1)Large data set (20 mil records) and a second data set (10,000 records). Say we do an inner join with product ID. But this is too slow.
Any recommendation to improve performance?
2)I get the output data set from a current dataset A, product ID by the last occurrence, check if its excluded in a separate dataset B (say, discontinued products).
How do you do it?
Hello Sahaji,
I will give it my best shot 😉
1)
In my opinion your questions depend on the infrastructure/hardware specs that you have.
There are several options for you to try:
- you could use the smaller data set as a hash file: http://support.sas.com/rnd/base/datastep/dot/better-hashing-sas92.pdf
- you could create a format from the smaller data set and use it on the 20mio data set. Then when your format variable is not filled you would drop that row.
- if you use SPDS for your data sets you can safe a lot of time by using PROC SQL instead of DATA-Steps and make use of parallel processing (SAS(R) Scalable Performance Data Server(R) 4.53: User's Guide). We used PROC SQL instead of DATA-Steps to save a lot of time in our programs.
- you could also try to create indexes on your join variables
2)
Perhaps you could specify some details. Why would you want to check if your product ID is not within a table B?
Do you want to make sure that it is not in table B? Then I would suggest a select where the product Id is not in select product ID from table A.
But with more details we might find a better fitting solution.
Cheers,
Michael
Hello Sahaji,
I will give it my best shot 😉
1)
In my opinion your questions depend on the infrastructure/hardware specs that you have.
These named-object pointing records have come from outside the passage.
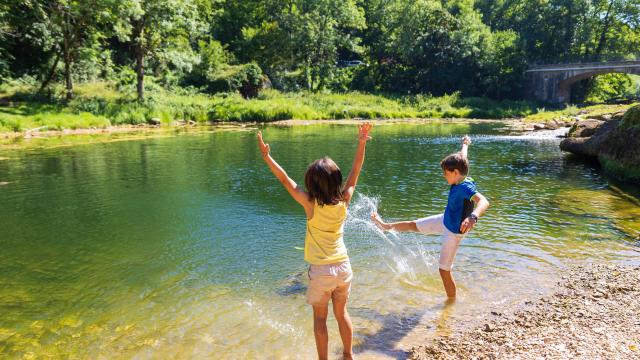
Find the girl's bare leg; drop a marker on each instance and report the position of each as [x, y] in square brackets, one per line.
[345, 327]
[320, 330]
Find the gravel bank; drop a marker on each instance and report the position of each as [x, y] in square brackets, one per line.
[593, 314]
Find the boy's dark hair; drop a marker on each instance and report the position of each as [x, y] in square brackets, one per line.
[455, 161]
[323, 181]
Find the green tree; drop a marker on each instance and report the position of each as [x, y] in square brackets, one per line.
[162, 31]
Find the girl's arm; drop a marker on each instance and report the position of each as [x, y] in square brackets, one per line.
[352, 179]
[466, 141]
[294, 190]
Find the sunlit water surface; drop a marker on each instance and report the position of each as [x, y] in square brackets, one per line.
[187, 247]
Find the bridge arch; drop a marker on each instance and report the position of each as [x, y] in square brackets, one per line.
[552, 83]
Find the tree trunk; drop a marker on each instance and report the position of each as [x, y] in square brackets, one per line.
[603, 34]
[67, 69]
[52, 72]
[140, 72]
[139, 53]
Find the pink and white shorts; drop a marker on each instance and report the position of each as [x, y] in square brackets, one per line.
[450, 241]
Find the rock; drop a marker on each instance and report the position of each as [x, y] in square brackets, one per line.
[618, 115]
[585, 128]
[589, 146]
[552, 125]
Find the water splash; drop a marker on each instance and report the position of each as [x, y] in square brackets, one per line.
[406, 256]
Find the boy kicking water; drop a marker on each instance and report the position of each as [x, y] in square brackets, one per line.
[464, 206]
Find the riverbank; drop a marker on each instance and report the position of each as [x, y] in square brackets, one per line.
[104, 105]
[592, 314]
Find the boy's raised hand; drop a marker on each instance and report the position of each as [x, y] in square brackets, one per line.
[264, 148]
[363, 131]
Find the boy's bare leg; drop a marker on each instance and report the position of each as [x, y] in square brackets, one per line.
[345, 327]
[320, 330]
[402, 226]
[449, 283]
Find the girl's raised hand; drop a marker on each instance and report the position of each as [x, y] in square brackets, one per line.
[363, 131]
[264, 148]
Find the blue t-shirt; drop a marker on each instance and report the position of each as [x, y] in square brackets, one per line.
[455, 212]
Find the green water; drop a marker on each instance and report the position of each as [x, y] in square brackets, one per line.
[187, 247]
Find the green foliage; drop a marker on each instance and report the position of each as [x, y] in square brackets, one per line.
[631, 118]
[246, 78]
[610, 86]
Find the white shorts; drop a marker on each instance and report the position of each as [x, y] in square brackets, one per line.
[450, 241]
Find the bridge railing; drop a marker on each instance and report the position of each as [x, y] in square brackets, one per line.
[590, 60]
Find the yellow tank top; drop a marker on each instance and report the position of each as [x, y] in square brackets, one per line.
[323, 243]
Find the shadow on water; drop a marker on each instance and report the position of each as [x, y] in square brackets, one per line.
[294, 284]
[394, 327]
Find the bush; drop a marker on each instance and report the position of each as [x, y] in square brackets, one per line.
[631, 118]
[247, 79]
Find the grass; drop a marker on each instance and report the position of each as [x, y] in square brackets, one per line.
[104, 104]
[572, 110]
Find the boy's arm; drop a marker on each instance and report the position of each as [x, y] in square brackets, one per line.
[466, 141]
[482, 204]
[294, 190]
[352, 179]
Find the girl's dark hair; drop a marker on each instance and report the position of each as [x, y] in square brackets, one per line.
[323, 181]
[455, 161]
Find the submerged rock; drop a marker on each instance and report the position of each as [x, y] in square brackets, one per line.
[615, 143]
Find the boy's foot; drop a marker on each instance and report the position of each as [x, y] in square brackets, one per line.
[377, 220]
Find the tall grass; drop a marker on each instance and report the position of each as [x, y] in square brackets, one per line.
[102, 104]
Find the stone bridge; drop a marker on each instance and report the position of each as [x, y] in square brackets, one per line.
[552, 83]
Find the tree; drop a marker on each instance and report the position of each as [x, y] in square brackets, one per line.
[160, 30]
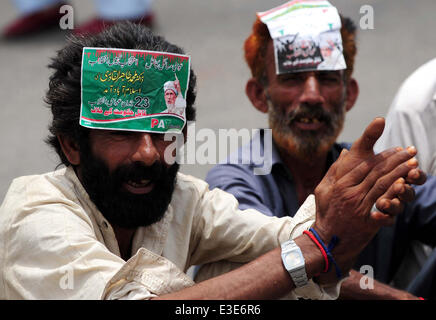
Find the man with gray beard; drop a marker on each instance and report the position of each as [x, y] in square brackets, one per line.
[306, 111]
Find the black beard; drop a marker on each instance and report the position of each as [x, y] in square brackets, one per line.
[122, 208]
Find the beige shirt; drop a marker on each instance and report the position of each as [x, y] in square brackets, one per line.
[55, 244]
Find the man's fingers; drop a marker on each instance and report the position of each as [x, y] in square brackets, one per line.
[391, 207]
[381, 219]
[362, 148]
[360, 171]
[416, 176]
[365, 144]
[382, 184]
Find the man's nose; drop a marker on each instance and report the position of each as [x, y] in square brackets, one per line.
[145, 150]
[311, 91]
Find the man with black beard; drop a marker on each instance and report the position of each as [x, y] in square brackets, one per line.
[306, 113]
[119, 221]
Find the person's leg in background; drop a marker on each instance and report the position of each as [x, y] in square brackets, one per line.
[34, 16]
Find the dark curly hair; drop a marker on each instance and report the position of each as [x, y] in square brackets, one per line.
[63, 96]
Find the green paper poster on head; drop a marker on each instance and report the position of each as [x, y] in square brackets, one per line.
[134, 90]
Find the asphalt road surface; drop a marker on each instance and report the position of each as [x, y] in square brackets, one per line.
[212, 32]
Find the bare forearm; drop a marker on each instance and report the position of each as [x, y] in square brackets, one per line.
[263, 278]
[351, 289]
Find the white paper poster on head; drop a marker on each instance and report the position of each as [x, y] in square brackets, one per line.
[306, 36]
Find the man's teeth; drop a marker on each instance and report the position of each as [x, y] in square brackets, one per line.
[139, 184]
[309, 120]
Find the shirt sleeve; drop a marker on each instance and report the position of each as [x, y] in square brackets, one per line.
[51, 251]
[222, 225]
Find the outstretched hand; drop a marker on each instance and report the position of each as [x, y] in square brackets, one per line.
[358, 180]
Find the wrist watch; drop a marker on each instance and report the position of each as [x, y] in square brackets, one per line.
[293, 261]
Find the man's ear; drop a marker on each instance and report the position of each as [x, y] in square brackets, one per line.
[352, 93]
[256, 93]
[70, 149]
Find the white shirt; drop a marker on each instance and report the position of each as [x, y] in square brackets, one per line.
[411, 121]
[55, 243]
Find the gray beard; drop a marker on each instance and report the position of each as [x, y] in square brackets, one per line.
[306, 144]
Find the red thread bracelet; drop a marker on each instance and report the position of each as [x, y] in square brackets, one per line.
[324, 254]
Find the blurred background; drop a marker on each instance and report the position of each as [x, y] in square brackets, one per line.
[212, 32]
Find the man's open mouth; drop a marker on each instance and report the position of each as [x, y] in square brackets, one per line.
[309, 122]
[138, 187]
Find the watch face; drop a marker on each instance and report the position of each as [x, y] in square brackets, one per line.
[293, 259]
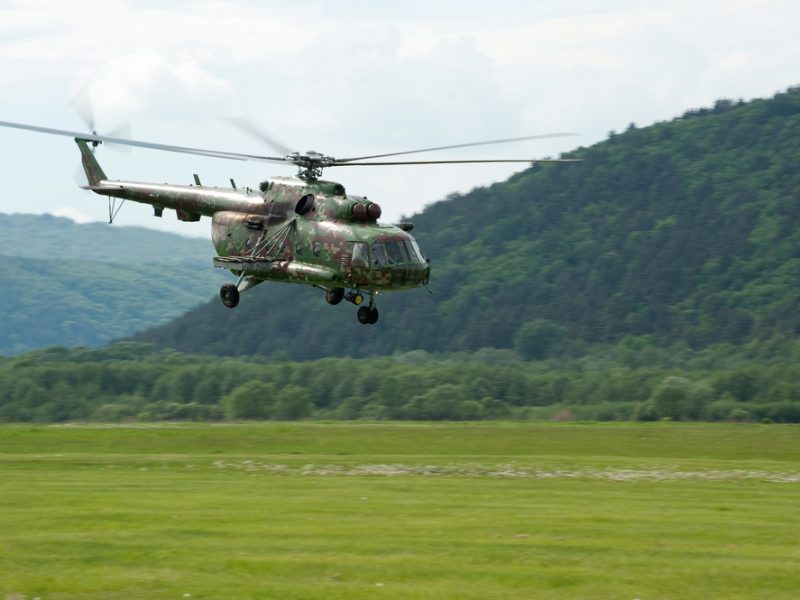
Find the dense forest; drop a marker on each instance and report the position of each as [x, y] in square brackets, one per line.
[85, 285]
[631, 380]
[686, 231]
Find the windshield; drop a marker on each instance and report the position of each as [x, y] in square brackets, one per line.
[390, 253]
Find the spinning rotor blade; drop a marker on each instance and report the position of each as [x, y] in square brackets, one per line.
[93, 137]
[454, 162]
[467, 145]
[247, 126]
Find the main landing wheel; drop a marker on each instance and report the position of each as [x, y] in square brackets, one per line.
[229, 295]
[367, 315]
[334, 295]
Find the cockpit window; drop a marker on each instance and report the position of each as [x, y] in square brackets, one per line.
[413, 251]
[396, 252]
[379, 255]
[360, 255]
[390, 253]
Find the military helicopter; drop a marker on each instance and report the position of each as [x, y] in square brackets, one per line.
[300, 229]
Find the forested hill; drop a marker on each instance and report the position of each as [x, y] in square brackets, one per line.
[684, 231]
[62, 283]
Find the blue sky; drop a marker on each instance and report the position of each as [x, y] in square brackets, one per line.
[356, 77]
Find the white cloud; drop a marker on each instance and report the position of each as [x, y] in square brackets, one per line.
[72, 214]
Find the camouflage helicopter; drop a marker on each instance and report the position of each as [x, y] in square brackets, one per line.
[299, 229]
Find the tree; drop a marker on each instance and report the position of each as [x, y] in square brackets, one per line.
[293, 404]
[539, 339]
[251, 400]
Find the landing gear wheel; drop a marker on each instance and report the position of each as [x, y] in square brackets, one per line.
[363, 314]
[229, 295]
[334, 295]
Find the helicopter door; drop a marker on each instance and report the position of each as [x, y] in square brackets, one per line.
[359, 264]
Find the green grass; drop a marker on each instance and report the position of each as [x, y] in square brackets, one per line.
[316, 510]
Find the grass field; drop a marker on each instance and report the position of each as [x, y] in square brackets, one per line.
[332, 510]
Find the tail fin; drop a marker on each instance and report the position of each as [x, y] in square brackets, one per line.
[94, 173]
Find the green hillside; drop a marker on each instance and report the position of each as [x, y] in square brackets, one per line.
[84, 285]
[684, 231]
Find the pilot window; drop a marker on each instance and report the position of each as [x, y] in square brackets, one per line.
[360, 255]
[413, 251]
[379, 255]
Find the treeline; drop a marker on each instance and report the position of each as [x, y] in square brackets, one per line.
[135, 382]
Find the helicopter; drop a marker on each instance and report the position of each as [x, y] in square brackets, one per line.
[300, 229]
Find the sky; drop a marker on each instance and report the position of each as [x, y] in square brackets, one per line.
[356, 77]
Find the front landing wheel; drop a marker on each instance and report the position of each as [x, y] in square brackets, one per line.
[229, 295]
[373, 315]
[334, 295]
[367, 315]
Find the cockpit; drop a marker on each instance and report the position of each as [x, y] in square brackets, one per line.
[389, 261]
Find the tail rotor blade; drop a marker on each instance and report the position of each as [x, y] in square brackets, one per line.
[82, 103]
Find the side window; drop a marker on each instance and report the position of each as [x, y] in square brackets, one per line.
[396, 252]
[360, 255]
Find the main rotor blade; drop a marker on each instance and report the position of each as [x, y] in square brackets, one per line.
[467, 145]
[93, 137]
[247, 126]
[454, 162]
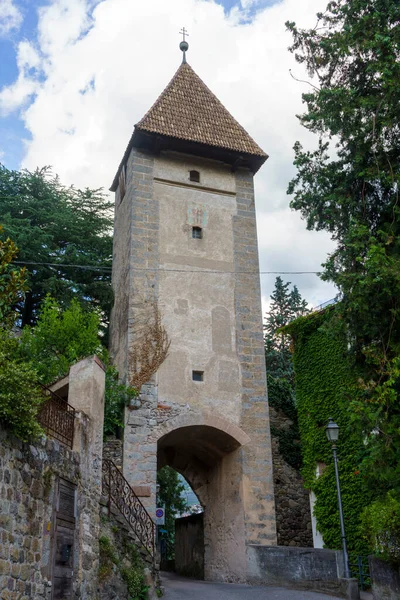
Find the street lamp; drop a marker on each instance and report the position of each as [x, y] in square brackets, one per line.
[332, 433]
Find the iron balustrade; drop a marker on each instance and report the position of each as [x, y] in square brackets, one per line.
[57, 418]
[119, 492]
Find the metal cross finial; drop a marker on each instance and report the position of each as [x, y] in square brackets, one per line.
[184, 32]
[184, 45]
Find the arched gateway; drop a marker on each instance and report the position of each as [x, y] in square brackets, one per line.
[185, 239]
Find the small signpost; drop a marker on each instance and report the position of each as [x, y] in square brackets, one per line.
[160, 516]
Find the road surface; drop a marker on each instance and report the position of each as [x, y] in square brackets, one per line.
[183, 588]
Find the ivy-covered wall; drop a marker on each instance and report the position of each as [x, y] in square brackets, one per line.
[325, 383]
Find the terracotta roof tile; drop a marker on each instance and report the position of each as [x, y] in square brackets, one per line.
[188, 110]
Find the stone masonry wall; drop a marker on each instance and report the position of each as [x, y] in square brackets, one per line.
[292, 502]
[41, 512]
[257, 456]
[28, 476]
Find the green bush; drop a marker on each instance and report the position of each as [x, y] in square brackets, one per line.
[20, 396]
[325, 386]
[128, 563]
[381, 526]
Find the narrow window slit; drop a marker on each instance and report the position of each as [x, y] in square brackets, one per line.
[197, 233]
[198, 375]
[194, 176]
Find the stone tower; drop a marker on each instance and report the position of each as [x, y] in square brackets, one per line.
[185, 238]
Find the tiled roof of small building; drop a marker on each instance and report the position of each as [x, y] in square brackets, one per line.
[188, 110]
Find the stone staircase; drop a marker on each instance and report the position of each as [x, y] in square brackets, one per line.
[120, 503]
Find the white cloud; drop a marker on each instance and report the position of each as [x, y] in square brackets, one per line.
[10, 17]
[99, 69]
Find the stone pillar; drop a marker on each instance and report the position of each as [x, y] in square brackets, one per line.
[86, 395]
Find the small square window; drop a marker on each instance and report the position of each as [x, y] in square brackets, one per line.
[198, 375]
[194, 176]
[197, 233]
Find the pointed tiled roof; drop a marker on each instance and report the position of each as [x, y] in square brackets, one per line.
[189, 111]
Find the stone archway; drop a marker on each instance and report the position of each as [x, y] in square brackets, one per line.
[206, 450]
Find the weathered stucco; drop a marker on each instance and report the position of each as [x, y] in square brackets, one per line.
[215, 431]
There are several options for you to try:
- you could use the smaller data set as a hash file: http://support.sas.com/rnd/base/datastep/dot/better-hashing-sas92.pdf
- you could create a format from the smaller data set and use it on the 20mio data set. Then when your format variable is not filled you would drop that row.
- if you use SPDS for your data sets you can safe a lot of time by using PROC SQL instead of DATA-Steps and make use of parallel processing (SAS(R) Scalable Performance Data Server(R) 4.53: User's Guide). We used PROC SQL instead of DATA-Steps to save a lot of time in our programs.
- you could also try to create indexes on your join variables
2)
Perhaps you could specify some details. Why would you want to check if your product ID is not within a table B?
Do you want to make sure that it is not in table B? Then I would suggest a select where the product Id is not in select product ID from table A.
But with more details we might find a better fitting solution.
Cheers,
Michael
Thank You so much Michael. Thanks for spending time to answer my question. Greatly appreciated.
Is the large dataset indexed or partitioned? If it is, then you may be able to limit the data very early in the process.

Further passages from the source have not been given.